[wijwij]

I know this is an old thread, but I have recently been giving some thought to examining the percent change between blind levels, to avoid doubling.

The blind schedule I am thinking of using tries to keep the % increase in blinds as consistent as possible -- omitting any "double" jumps.

I use a "2-3-4-6" pattern for the number of chips in the small blind.
By repeating this pattern, the ratio of consecutive blinds is always either 3:2 or 4:3 or 5:3, that is, 50%, 33%, or 66% increases only.

Using this pattern with T1, T5, T25, T100, T500 chips yields the following pattern shown below.


Universal blind schedule.
(Percent of increase between blinds is shown in parentheses.)

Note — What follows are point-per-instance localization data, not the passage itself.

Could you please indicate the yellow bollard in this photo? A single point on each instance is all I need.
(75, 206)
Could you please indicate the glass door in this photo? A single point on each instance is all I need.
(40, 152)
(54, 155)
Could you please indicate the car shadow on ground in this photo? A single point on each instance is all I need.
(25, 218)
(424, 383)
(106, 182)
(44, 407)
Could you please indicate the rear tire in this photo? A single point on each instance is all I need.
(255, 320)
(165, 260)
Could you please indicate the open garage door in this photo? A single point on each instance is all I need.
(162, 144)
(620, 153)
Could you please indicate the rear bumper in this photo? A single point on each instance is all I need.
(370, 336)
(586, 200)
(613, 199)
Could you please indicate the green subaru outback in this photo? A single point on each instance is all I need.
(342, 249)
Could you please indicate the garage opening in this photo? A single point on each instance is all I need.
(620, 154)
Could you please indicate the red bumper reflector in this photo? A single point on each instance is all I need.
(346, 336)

2 4 ----- <-- start T200 here
3 6 (50%)
4 8 (33%)
6 12 (50%)
---- color up W ----
10 20 (66%) <-- start T1000 here
15 30 (50%)
20 40 (33%)
30 60 (50%)
---- color up R ----
50 100 (66%) <-- start T5000 here
75 150 (50%)
100 200 (33%) <-- start T10,000 here
150 300 (50%)
---- color up G ----
200 400 (33%)
300 600 (50%)
400 800 (33%)
600 1200 (50%)
---- color up K ----
1000 2000 (66%)
1500 3000 (50%)
2000 4000 (33%)
3000 6000 (50%)
---- color up P ----
5000 10000 etc.

The advantage of this schedule is it is easy to remember and can be used for many different tournaments. Just choose where to start based on your starting stack divided by 100. Tourneys with this structure reach a big blind equal to starting stack at level 10 or 11.

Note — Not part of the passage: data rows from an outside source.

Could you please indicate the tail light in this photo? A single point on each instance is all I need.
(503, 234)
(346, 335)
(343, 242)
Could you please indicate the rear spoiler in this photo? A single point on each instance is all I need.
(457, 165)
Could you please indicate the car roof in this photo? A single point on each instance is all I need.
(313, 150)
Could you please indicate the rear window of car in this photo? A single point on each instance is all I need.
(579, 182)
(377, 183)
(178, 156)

The above idea does need minor tweaking for certain chip counts. For example, to do a T2000 or T2500 that starts with T25 as the lowest chip and doesn't use T5 chips, you'd probably add a 25-25 and 25-50 level and then continue from the 50-100 point in the schedule above.

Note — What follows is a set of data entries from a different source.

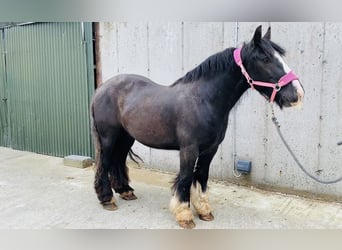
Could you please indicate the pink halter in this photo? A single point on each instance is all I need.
(286, 79)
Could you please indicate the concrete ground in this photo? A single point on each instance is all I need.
(38, 191)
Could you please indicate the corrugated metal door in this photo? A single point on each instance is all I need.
(3, 95)
(50, 81)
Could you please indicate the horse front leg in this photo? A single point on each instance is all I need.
(199, 194)
(180, 201)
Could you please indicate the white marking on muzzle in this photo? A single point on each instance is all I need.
(295, 83)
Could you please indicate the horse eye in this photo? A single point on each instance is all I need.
(266, 59)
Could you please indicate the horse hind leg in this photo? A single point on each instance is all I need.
(119, 174)
(180, 202)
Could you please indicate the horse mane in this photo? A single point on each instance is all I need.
(213, 64)
(221, 61)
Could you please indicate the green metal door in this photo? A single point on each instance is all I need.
(50, 81)
(3, 95)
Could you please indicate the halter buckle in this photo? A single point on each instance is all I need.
(277, 87)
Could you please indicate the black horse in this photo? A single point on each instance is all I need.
(191, 116)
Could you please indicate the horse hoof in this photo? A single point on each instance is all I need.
(187, 224)
(206, 217)
(110, 205)
(128, 196)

I have to give some thought to the question raised earlier in this thread, about the actual effect of increases in relation not only to starting stack size, but average stack size at various points in a tournament. If the average stack size changes in a non-linear way, then maybe a blind schedule could be devised to acknowledge this. Then again, when assessing a blind schedule, you might best be served by presuming you are looking at it from the perspective of the "average" player -- that is, a hypothetical player who always just happens to have an average stack at every point in the tourney. It would be interesting to look at a blind schedule from this point of view -- how does the actual increment of a blind level change (not the % change) compare to the average stack size?